OK - which is the odd one out: Love the Cats and flannelette shirts, especially in winter. I get on extremely well with red wine. We just seem to hit it off. Love horse racing in Spring. Used to love cricket. Go to Stawell every Easter and contemplate life around the fire. Love water skiing, especially in summer. Love a great oil painting. Will read most things put in front of me. Thought 'The Sorpranos' was the best TV show ever made - by miles. Run an accounting practice in Melbourne's suburbs.

Comments

  1. Brilliant, Dips. “An occasion waiting for a moment.”
    Nailed it.
    Evocative and endearing description of R. Harris and all that he brings.
    Are the poms playing for the draw already?

  2. Malcolm Ashwood says:

    Excellent as always , Dips glad some one else has put it out there re Anderson his body language has been a disgrace . Enjoyed the reference to , Liams singing and how many of us nodded in agreement re parents life task re transporting ? What a way to go out
    Is Carberry a nearly get the job done ? Root does not no how to push and work a single
    While it is well and good to be determined there batting lacked intent even allowing for the drop in . Rhino was sensational a fantastic line and length a brilliant desciption of him striking like a thief in the night . Thanks Dips

  3. Mickey Randall says:

    Poetic and poignant. Great insights. Oh, for Harris to be a decade younger! Nice work, Dips.

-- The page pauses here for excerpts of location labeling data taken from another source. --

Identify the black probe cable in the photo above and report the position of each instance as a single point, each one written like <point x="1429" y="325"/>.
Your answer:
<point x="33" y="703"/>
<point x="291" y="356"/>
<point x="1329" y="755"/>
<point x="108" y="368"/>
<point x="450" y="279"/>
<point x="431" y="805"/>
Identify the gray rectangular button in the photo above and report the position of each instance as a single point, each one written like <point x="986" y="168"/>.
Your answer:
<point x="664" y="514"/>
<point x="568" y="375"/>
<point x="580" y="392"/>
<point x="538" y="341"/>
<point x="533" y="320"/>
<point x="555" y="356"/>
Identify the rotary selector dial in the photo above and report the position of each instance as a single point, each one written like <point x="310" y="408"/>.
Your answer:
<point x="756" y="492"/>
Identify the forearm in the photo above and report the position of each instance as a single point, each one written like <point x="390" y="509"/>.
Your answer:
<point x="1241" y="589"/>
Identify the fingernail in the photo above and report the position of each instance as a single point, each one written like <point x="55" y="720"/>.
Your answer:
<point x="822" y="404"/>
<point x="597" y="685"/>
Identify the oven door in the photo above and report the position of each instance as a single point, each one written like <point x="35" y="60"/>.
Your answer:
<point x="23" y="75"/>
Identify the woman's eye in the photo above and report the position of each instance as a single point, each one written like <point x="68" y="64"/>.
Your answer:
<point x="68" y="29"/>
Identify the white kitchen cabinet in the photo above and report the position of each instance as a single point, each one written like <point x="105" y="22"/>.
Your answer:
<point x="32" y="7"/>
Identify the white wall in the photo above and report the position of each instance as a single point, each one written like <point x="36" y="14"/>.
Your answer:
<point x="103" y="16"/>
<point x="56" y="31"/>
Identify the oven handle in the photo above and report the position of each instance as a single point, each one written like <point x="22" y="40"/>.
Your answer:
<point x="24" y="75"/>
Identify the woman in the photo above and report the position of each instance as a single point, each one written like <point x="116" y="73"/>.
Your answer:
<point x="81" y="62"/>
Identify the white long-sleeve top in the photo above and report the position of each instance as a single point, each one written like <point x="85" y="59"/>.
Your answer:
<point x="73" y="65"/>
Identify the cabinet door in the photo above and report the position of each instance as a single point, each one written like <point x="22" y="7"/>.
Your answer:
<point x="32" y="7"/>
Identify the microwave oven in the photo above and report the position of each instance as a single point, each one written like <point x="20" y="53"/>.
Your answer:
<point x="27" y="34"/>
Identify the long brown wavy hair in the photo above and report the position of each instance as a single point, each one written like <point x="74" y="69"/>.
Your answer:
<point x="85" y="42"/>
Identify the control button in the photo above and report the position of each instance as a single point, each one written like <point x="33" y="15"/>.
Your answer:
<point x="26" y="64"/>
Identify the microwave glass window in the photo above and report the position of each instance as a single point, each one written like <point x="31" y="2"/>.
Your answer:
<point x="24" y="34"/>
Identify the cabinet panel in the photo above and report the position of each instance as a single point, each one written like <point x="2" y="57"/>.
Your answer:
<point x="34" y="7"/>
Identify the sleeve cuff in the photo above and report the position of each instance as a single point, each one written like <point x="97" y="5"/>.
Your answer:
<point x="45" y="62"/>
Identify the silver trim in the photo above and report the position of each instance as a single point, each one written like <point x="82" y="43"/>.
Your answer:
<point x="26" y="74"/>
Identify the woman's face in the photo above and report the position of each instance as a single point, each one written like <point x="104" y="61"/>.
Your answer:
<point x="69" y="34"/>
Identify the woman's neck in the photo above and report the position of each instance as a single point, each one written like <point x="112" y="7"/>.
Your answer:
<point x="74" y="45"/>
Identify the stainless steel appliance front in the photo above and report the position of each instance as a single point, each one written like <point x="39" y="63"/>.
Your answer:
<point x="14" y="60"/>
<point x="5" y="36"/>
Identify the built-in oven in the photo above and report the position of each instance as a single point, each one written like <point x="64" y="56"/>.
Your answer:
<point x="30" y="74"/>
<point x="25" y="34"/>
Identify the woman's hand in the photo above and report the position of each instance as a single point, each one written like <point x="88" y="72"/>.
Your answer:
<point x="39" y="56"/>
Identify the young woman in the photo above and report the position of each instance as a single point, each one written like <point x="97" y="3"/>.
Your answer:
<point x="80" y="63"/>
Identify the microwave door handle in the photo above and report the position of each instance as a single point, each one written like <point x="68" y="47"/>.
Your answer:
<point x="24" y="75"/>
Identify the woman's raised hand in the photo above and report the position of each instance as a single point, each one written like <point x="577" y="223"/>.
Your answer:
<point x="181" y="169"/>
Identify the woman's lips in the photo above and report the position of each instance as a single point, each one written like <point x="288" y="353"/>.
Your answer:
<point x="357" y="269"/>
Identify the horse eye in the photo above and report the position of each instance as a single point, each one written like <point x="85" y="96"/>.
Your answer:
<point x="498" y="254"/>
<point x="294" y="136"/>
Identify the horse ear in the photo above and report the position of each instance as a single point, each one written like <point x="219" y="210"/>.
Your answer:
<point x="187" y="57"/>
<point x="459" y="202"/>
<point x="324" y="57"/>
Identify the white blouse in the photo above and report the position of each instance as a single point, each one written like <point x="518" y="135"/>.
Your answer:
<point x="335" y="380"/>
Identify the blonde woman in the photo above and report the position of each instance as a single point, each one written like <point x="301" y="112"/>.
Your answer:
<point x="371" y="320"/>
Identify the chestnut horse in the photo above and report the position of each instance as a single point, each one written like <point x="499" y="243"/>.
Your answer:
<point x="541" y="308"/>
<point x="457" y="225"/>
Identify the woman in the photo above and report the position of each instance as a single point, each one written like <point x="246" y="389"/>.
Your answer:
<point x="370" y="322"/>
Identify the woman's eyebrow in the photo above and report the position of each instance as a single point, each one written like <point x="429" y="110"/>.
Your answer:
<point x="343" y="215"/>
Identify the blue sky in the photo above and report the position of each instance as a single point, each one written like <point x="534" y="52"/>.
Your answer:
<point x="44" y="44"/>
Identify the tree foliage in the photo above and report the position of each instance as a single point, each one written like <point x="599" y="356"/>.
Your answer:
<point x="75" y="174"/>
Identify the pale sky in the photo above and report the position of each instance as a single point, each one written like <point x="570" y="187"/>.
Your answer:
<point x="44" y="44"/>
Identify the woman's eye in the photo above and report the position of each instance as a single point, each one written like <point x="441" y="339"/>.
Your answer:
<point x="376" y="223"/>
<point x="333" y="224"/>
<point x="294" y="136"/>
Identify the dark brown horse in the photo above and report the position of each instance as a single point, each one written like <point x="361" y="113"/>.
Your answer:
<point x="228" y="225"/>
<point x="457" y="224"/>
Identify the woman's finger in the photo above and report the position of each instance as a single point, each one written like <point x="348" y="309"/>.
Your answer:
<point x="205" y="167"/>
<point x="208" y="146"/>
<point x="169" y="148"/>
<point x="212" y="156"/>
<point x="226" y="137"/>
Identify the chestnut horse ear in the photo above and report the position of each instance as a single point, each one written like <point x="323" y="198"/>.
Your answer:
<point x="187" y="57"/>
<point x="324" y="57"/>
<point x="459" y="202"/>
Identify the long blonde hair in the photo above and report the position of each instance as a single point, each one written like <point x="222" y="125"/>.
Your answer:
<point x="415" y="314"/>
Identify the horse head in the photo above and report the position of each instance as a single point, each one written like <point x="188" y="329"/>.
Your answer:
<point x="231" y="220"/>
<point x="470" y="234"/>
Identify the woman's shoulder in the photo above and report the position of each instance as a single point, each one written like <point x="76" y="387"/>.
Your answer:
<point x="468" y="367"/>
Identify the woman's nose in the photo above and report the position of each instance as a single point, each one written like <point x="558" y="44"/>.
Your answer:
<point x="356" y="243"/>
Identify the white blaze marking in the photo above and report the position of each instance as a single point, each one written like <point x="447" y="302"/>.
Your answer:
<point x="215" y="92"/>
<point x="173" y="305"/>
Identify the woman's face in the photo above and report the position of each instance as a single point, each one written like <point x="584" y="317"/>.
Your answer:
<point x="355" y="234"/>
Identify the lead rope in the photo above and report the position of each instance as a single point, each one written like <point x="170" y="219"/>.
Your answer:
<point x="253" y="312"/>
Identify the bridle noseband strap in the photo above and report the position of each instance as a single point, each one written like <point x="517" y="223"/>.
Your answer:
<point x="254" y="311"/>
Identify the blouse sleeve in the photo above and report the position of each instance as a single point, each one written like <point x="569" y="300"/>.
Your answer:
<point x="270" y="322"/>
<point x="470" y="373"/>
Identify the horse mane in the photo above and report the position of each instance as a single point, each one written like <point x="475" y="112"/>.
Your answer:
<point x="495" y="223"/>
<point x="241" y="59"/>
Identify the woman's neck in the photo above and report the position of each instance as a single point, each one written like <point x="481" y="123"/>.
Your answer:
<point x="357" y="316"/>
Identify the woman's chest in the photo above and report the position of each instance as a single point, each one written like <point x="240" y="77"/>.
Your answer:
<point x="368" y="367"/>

  4. Dips, I reckon Clarke did not want his bowlers toiling last before Sydney – hence the “insertion”.

  5. Thanks for the comments boys.

    Crio – good point but if Clarke makes decisions on what might happen next week he’s barking up the wrong tree.

  6. Luke Reynolds says:

    Great stuff Dips. So many great lines in this. It’s just lucky Australia has such a great medical team to get Watto’s torn left sock elastic good enough for him to be able to bat.

  7. Phil Dimitriadis says:

    Love it Dips. Junior Soprano would have had most of the English players ‘whacked’ by now.